[Superseded] Early PCIe custom-allreduce enablement by voipmonitor · Pull Request #39040 · vllm-project/vllm

voipmonitor · 2026-04-05T19:47:22Z

Superseded by #39633 and tracked in #37113.

The final change is a smaller correctness fix for the PCIe custom-allreduce path.

gemini-code-assist

Code Review

This pull request enables custom all-reduce for PCIe topologies with more than two GPUs by removing the previous restriction and early return. A suggestion was made to use logger.info_once to prevent redundant logging across multiple ranks in distributed environments.
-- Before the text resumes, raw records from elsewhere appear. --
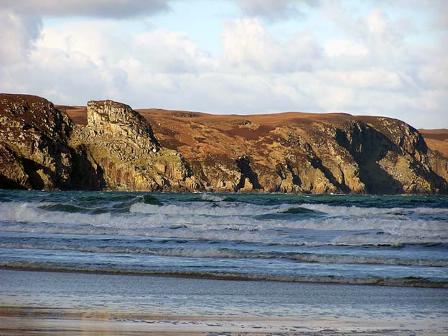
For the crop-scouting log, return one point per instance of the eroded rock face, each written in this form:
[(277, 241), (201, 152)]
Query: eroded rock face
[(114, 147), (34, 149), (122, 144), (33, 143)]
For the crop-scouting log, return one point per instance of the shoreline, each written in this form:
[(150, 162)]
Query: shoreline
[(73, 304)]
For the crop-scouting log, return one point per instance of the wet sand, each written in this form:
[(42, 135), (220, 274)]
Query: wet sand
[(48, 303)]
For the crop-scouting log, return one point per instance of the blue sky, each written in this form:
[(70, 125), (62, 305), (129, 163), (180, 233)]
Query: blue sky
[(379, 57)]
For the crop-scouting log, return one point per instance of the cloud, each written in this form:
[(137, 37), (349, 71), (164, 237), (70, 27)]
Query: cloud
[(273, 9), (17, 34), (371, 64), (249, 46), (95, 8)]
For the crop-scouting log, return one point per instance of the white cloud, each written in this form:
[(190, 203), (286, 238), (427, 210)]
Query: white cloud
[(345, 48), (368, 66), (273, 9), (248, 45), (98, 8), (17, 34)]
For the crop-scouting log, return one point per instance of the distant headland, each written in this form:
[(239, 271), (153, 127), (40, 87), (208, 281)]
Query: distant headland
[(108, 145)]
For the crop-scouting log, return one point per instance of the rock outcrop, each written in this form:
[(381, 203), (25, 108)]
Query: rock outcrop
[(108, 145), (121, 143)]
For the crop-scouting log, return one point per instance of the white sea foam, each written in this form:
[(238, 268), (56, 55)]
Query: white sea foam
[(235, 221)]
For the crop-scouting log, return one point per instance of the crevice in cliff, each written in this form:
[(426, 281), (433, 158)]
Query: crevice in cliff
[(368, 147), (243, 164)]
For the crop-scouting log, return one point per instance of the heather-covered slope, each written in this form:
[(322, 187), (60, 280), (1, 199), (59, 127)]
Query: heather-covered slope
[(112, 146)]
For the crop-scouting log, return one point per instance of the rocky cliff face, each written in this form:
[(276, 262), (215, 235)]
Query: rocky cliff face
[(112, 146), (121, 143)]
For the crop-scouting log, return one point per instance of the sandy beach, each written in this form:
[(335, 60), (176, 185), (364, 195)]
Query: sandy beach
[(48, 303)]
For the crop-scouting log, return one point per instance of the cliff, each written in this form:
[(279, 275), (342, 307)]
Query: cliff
[(110, 145)]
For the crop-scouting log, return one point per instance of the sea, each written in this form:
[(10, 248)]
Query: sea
[(397, 240)]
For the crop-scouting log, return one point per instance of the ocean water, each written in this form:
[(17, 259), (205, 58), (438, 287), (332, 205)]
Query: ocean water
[(387, 240)]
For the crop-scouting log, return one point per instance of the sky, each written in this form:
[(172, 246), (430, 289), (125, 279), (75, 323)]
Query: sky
[(371, 57)]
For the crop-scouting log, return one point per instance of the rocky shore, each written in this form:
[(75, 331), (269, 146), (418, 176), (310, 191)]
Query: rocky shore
[(108, 145)]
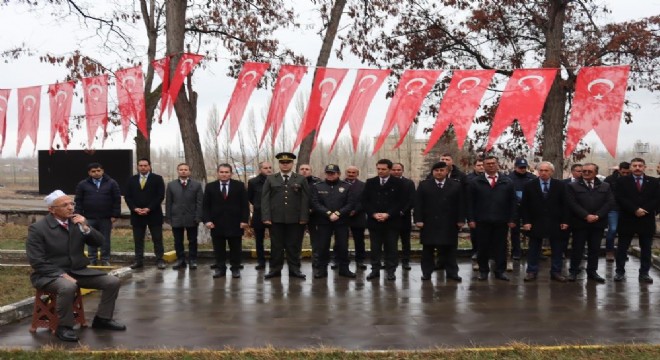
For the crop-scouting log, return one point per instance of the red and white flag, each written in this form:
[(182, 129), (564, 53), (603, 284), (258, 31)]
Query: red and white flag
[(597, 104), (248, 79), (187, 62), (413, 87), (523, 99), (130, 94), (326, 83), (4, 103), (367, 83), (460, 104), (162, 68), (96, 105), (29, 101), (61, 97), (288, 80)]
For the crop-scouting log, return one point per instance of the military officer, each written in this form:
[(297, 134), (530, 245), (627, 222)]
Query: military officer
[(285, 208)]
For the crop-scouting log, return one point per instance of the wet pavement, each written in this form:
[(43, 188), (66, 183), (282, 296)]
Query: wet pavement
[(189, 309)]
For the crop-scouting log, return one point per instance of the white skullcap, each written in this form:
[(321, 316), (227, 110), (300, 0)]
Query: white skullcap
[(50, 199)]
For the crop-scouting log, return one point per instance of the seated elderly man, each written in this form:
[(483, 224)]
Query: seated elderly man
[(55, 249)]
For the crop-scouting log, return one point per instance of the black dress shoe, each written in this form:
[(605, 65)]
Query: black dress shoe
[(297, 274), (374, 274), (646, 279), (272, 274), (596, 277), (107, 324), (66, 333)]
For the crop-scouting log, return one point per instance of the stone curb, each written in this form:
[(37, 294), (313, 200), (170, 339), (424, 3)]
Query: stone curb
[(22, 309)]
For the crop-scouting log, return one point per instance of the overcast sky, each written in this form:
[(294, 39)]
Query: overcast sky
[(18, 26)]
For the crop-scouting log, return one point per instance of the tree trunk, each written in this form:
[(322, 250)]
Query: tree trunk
[(335, 16), (185, 105), (555, 105)]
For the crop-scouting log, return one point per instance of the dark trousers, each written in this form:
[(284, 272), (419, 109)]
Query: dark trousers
[(404, 234), (177, 232), (104, 226), (446, 255), (492, 244), (66, 293), (286, 238), (384, 237), (139, 232), (220, 251), (592, 237), (645, 242), (536, 248), (259, 236), (324, 238)]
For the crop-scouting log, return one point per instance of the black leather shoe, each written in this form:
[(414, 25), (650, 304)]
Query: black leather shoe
[(107, 324), (66, 333), (272, 274), (179, 265), (455, 278), (646, 279), (297, 274), (374, 274), (596, 277)]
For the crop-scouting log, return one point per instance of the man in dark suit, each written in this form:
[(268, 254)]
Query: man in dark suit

gemini-code-assist · 2026-04-05T19:49:39Z

+            logger.info(
+                "PCIe topology detected with >2 GPUs. Custom allreduce "
+                "will use P2P cross-device reduce kernels."
            )


This log message will be printed by every rank in the process group, which can be very noisy in distributed settings (e.g., 8 times for an 8-GPU setup). It is better to use logger.info_once to ensure the message is only logged once per node/engine initialization, consistent with other distributed initialization logs in vLLM.

Suggested change

logger.info(

"PCIe topology detected with >2 GPUs. Custom allreduce "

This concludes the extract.